There are other differences among groups. Women are 10 percentage points more apt than men to be very concerned about the risk of politically motivated violence — 68% vs. 58%. Just among Democrats, this includes a 13-point gap in strong concern between women and men.

Additionally, older people are much more apt to be very concerned, declining linearly with age — from 75% of those ages 65 and up, down to 47% of 18- to 29-year-olds.

Placing blame

As noted, blame reverts to partisan predispositions. Sixty-six percent of Democrats blame the Republican Party for the risk of violence, and 56% of Republicans blame the Democratic Party. Political independents, for their part, are likeliest to blame both parties equally.

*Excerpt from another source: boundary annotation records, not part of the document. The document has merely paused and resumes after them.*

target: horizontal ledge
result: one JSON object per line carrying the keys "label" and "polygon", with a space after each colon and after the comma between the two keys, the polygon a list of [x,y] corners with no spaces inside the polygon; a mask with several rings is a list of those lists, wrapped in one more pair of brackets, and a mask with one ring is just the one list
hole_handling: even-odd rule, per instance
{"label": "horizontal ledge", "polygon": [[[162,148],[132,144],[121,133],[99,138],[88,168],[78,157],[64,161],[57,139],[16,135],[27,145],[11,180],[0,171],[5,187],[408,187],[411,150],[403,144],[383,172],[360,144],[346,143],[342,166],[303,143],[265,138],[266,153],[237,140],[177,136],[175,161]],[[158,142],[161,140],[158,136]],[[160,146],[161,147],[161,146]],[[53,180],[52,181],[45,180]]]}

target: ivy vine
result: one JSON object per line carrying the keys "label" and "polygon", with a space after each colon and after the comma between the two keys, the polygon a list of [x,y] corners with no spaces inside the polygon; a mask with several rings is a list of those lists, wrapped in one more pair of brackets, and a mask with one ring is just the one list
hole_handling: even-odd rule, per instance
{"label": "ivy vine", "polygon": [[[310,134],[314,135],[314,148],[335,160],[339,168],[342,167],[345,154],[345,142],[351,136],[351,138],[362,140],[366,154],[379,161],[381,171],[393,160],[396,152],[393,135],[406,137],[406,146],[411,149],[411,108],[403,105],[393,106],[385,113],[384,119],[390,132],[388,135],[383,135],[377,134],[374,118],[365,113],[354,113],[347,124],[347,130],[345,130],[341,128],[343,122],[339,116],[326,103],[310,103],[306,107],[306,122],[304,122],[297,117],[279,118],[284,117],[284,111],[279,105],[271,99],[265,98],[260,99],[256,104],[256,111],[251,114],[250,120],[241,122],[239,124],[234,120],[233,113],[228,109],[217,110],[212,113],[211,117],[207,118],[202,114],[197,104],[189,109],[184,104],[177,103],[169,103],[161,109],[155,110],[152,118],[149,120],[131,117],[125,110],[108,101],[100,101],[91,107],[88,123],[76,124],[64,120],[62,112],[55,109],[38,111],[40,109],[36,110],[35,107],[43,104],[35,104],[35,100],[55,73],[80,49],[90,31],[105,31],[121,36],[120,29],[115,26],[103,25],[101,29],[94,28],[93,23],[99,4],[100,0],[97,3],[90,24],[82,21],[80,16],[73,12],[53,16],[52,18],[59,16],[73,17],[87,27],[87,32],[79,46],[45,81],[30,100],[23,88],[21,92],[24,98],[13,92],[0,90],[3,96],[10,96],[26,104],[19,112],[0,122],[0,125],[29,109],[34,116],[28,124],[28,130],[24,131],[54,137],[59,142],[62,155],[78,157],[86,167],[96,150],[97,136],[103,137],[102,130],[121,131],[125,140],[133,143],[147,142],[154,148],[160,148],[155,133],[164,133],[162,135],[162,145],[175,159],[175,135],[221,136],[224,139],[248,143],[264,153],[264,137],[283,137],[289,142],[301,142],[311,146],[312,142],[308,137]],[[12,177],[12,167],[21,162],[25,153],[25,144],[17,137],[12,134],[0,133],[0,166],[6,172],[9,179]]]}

There’s also a sharp difference between men and women, reflecting political preferences between the sexes. Women broadly blame the Republican Party more than the Democratic Party (38% vs. 18%). Men blame the Democratic Party over the GOP, albeit more narrowly (32% vs. 24%).

Methodology

This ABC News/Washington Post poll was conducted by landline and cellular telephone from Oct. 30 to Nov. 2, 2022, in English and Spanish, among a random national sample of 1,005 adults. Results have a margin of sampling error of 4.0 percentage points, including the design effect. Partisan divisions in the full sample are 27%-27%-39%, Democrats-Republicans-independents.